Par-delà les différences de détails entre les spécialistes modernes sur les événements de la Passion, une certaine opinion commune, au plan littéraire et historique, est en passe de s’imposer ou presque. Sur trois points surtout : sur le genre littéraire de ces récits ; sur le procès romain de Jésus, non précédé d’un procès juif à proprement parler ; enfin, sur l’épineux problème de la responsabilité juive en l’occurrence.
Parlons du genre littéraire. Le récit évangélique n’a pas été écrit pour « faire de l’histoire » et rapporter seulement un souvenir d’hier. L’événement de la Croix constitue aux yeux d’un évangéliste le point de départ du salut.
On ne le rappelle pas comme une pièce biographique, tels les derniers moments de quelqu’un qu’on aime, mais comme ce qui, maintenant, fait vivre. Car ce récit, sans la foi en la résurrection, ne se serait jamais imposé à la mémoire.
Ce n’est donc pas seulement le récit d’une crucifixion parmi d’autres, mais l’histoire d’un crucifié, confessé hautement comme ressuscité et toujours vivant. La narration dépasse en conséquence les récits quelque peu analogues, connus dans l’ancienne tradition juive et portant sur le sort des prophètes persécutés et mis à mort (ainsi, dans la Vie des Douze Prophètes).
Matthieu porte encore l’écho de ces traditions juives dans Mt 23, 29-36. Reprenant les souvenirs des premiers témoins (Pierre, Simon de Cyrène, les femmes et autres), les premières traditions communautaires en ramassèrent progressivement les éléments, à chaque fois médités à travers le prisme des Écritures.

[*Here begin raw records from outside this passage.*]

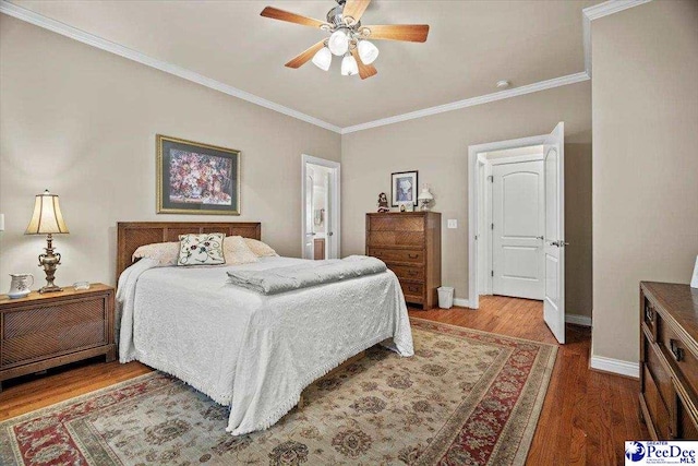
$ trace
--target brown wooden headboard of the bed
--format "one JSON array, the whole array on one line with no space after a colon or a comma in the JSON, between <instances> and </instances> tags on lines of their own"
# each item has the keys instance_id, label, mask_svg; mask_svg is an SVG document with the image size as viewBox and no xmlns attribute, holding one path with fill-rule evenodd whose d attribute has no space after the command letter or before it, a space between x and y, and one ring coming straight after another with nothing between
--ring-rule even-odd
<instances>
[{"instance_id":1,"label":"brown wooden headboard of the bed","mask_svg":"<svg viewBox=\"0 0 698 466\"><path fill-rule=\"evenodd\" d=\"M119 222L117 224L117 279L139 247L153 242L179 241L180 235L225 232L226 236L262 239L258 222Z\"/></svg>"}]
</instances>

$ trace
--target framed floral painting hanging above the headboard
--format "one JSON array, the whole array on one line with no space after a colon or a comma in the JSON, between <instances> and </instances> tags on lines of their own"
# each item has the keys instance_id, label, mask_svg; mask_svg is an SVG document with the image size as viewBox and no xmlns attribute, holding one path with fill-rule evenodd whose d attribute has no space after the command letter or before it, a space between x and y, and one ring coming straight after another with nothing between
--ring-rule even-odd
<instances>
[{"instance_id":1,"label":"framed floral painting hanging above the headboard","mask_svg":"<svg viewBox=\"0 0 698 466\"><path fill-rule=\"evenodd\" d=\"M156 135L158 214L240 215L241 152Z\"/></svg>"}]
</instances>

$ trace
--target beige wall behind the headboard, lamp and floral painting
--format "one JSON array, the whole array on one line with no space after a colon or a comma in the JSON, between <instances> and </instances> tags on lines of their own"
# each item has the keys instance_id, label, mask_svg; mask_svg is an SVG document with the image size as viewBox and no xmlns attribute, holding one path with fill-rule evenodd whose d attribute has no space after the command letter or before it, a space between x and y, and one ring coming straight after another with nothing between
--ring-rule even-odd
<instances>
[{"instance_id":1,"label":"beige wall behind the headboard, lamp and floral painting","mask_svg":"<svg viewBox=\"0 0 698 466\"><path fill-rule=\"evenodd\" d=\"M71 234L58 283L115 283L119 220L260 220L300 255L301 154L339 160L339 134L0 15L0 291L32 272L34 195L60 195ZM242 215L155 214L155 134L242 151Z\"/></svg>"}]
</instances>

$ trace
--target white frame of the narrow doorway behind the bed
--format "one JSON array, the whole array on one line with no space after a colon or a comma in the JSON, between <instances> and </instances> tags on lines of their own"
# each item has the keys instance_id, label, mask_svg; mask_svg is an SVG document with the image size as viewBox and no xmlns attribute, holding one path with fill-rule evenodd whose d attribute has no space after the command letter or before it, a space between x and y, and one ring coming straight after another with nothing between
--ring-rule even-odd
<instances>
[{"instance_id":1,"label":"white frame of the narrow doorway behind the bed","mask_svg":"<svg viewBox=\"0 0 698 466\"><path fill-rule=\"evenodd\" d=\"M325 244L327 244L327 242L332 244L332 249L327 250L327 255L339 258L341 252L341 164L339 162L327 160L325 158L314 157L308 154L301 155L301 258L305 254L305 225L308 224L308 214L305 210L308 164L329 168L332 183L334 186L334 190L332 190L330 193L332 199L329 201L332 210L332 219L329 222L334 231L332 235L333 240L326 241Z\"/></svg>"}]
</instances>

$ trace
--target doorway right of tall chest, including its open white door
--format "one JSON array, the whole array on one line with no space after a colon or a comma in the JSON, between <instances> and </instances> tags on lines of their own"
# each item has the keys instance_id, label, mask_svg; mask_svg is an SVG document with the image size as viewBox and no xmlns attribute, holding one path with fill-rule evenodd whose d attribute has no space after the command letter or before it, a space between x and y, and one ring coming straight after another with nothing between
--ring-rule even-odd
<instances>
[{"instance_id":1,"label":"doorway right of tall chest, including its open white door","mask_svg":"<svg viewBox=\"0 0 698 466\"><path fill-rule=\"evenodd\" d=\"M550 134L468 148L469 304L480 295L543 301L565 343L564 123Z\"/></svg>"}]
</instances>

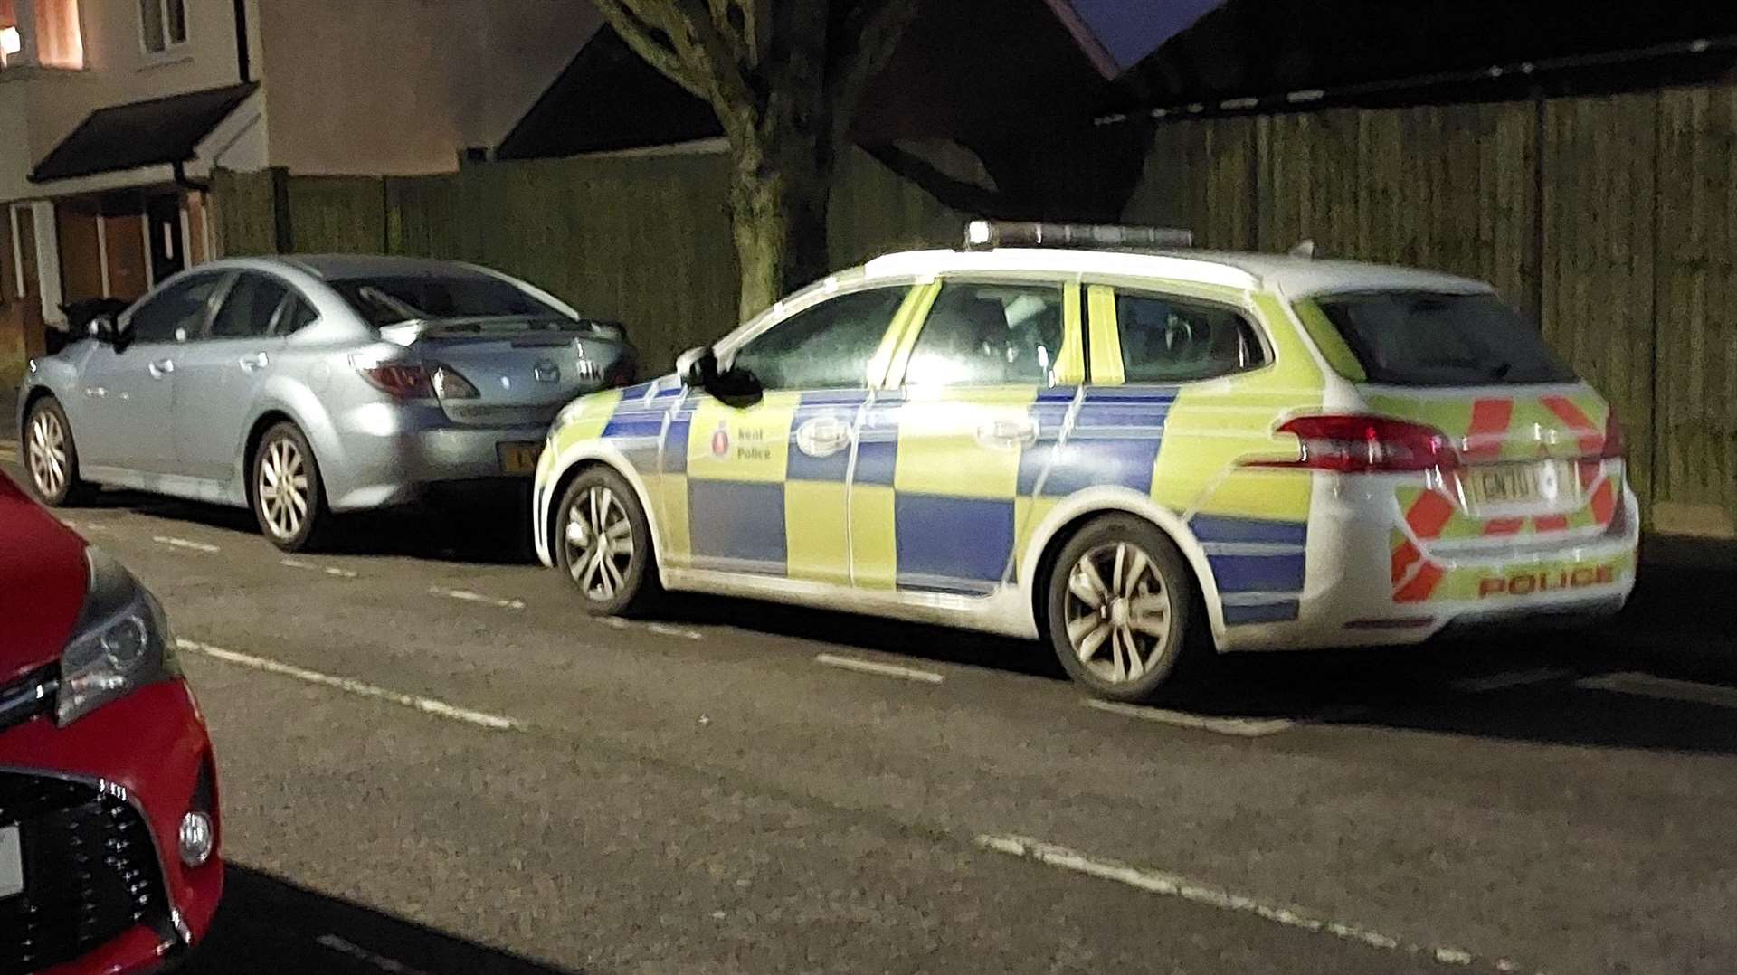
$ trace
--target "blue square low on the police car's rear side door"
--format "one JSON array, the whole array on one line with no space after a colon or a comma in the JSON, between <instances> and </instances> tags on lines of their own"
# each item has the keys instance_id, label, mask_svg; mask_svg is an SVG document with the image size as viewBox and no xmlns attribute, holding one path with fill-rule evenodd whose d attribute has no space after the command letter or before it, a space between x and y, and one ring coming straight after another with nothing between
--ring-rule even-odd
<instances>
[{"instance_id":1,"label":"blue square low on the police car's rear side door","mask_svg":"<svg viewBox=\"0 0 1737 975\"><path fill-rule=\"evenodd\" d=\"M919 589L954 589L940 580L995 584L1007 570L1013 499L902 492L893 499L893 521L902 587L907 575L922 577L908 586Z\"/></svg>"}]
</instances>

Comme le déclare Paul, en écho à la première proclamation de foi datant d’avant les années 50 :
« Le Christ est mort pour nos péchés selon les Écritures, il a été enseveli, il est ressuscité le troisième jour selon les Écritures » (1 Co 15, 3 b - 4).
Lors des assemblées chrétiennes, la mémoire du crucifié, maintenant ressuscité, constitue le cœur des premières liturgies, où les événements du Golgotha sont médités en fonction du texte des Écritures, et particulièrement du Psaume 22 (ainsi, dans Mt 27, 34-35.43.46).
Car cette mort inadmissible du Messie devait au regard de la foi répondre éminemment au dessein souverain de Dieu. Sinon, comment expliquer une telle crucifixion, alors même que le Deutéronome portait :
« Maudit soit quiconque pend au gibet » (Dt 21, 23, cité par Paul en Ga3,13) ?
Jésus est mort et il est ressuscité « selon les Écritures », et les premiers croyants relurent toute leur Bible pour mieux distinguer le projet de Dieu à l’endroit du crucifié, maintenant ressuscité. Citons en particulier le Poème du Serviteur souffrant, lu dans Isaïe de 52,13 à 53,12.
L’événement, diversement raconté au sein des communautés, devait aussi faire l’objet de quelques aménagements secondaires. Si Matthieu reprend largement Marc, avec quelques additions, Luc évite de son côté de rapporter des détails trop horribles, susceptibles de heurter inutilement ses lecteurs grecs. Il ne mentionne pas le couronnement d’épines, jugé infamant à l’époque (Mc 15,16-20), et il transforme le cri d’abandon de Jésus sur la croix en paroles de pardon et de confiance en Dieu (comparer Mc 15, 34 et Le 23, 34. 46).
Jésus garde toute sa dignité. Et plus encore chez Jean, où la gloire divine de la Résurrection perce chacun des mots de la crucifixion du Seigneur.
Plus encore, l’événement a fait l’objet d’une réflexion théologique pour signifier, dans la langue imagée du premier judéo-christianisme, comment le salut de Dieu passe dans cet événement même.
Ainsi explique-t-on la curieuse mention des ténèbres qui recouvrirent la terre au moment de la mort de Jésus, et celle d’un tremblement de terre (Mt 27,45.51), tel un retour au tohu-bohu des origines, avant la création nouvelle, désormais fondée sur la croix (Genèse 1, 1).
De même, le rideau du Temple voilant le Saint des Saints se déchire (Mc 15,38), car Dieu n’est plus dans son Temple d’hier, mais dans la personne même de son Christ (Jn2,21). Plus étonnant encore, de « nombreux saints défunts ressuscitèrent » selon Mt27,52 s, pour signifier combien la vie nouvelle, surgie de la Croix, se déverse aussi sur les justes de l’ancienne Alliance. Le salut du Christ atteint même ceux d’hier.